I was curious to experiment with some various noise patterns and see if I could jam with order and chaos. To streamline this aspect I used the
Fractal Noise Browser plugin as a springboard since it has an amazing library of presets for the native Fractal Noise and Turbulent Noise effects in After Effects. I explored nearly all of the presets and created my own versions for this project. Some of these happy accidents felt like spelunking into new territories.
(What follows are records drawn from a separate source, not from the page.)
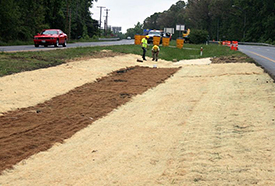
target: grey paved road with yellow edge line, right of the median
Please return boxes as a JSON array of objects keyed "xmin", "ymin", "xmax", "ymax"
[{"xmin": 239, "ymin": 45, "xmax": 275, "ymax": 77}]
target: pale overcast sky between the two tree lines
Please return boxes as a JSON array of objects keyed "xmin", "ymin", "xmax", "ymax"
[{"xmin": 91, "ymin": 0, "xmax": 183, "ymax": 33}]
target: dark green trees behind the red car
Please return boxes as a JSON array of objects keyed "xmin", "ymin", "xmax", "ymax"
[{"xmin": 0, "ymin": 0, "xmax": 99, "ymax": 42}]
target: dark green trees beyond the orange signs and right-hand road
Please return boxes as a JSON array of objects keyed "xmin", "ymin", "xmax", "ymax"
[{"xmin": 127, "ymin": 0, "xmax": 275, "ymax": 44}]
With my prior experience working in Maya and Blender, I was expecting for a pre-run attribute to be included within the Stipple plugin so that I can let the particles settle down from their randomized initial state before rendering out my scene. But in this context of relying on input footage, I can see how that’s a fine limitation of After Effects. So instead I had my footage start at frame 600, and then duplicated the footage and reversed it so that I could in effect hack together my own pre-run and render everything out. This required me to render out to a JPG sequence and then trim out these pre-run frames when encoding to MP4.
The ironic problem with having my own library of content is that I just get so curious and can't stop myself from trying loads of different experiments. So this is how I end up with so many variations since I've allowed my curiosity to only be limited by my compute ability. So I ended up with 205 different scenes and from there I created the "Constant Size" and "Velocity Size" simulation variations and ended up with a total of 410 scenes which needed rendering out at 3840x2160 60fps. Since After Effects is often lightly threaded when rendering (MFR enabled), I setup batch rendering via command line prompts so that I could have two instances of the AErender executable going at the same time and therefore half the total amount of render time. Before starting the renders I did some rough napkin math and realized that I needed to render the JPG frame sequences to an external drive. So I ended up rendering 2,909,661 frames (4.33TB) which took 242 hours of total render time. Ouch! Although I think that my render speed was bottlenecked by my external HDD which is the SMR type and so the sustained write speeds are limited.
After all of the scenes were rendered out to JPG sequences, I then used FFmpeg via a command line prompt to encode them into MP4 files. I decided to use FFmpeg since it renders so much faster than After Effects. After doing a few tests I realized that the particle colors were becoming seriously muted by the H264 compression. So I used the saturation filter in FFmpeg so that I could boost the color saturation and that fixed the issue. In these tests I also realized that since these particles were so simple, I could also adjust the CRF to 26 and roughly half the file size but with nearly the same level of quality. And since FFmpeg is light on memory usage, I started up 3 separate instances to batch render at once and quickly rendered out the final MP4 video clips.
If you want to make the particles appear larger in Resolume then throw the Dilate effect on there. If you wanna tweak the colors of the particles then use the Hue Rotate effect. Also the Bloom effect looks great on these video clips since the particles change colors based on their velocity. Wavefunction collapse imminent!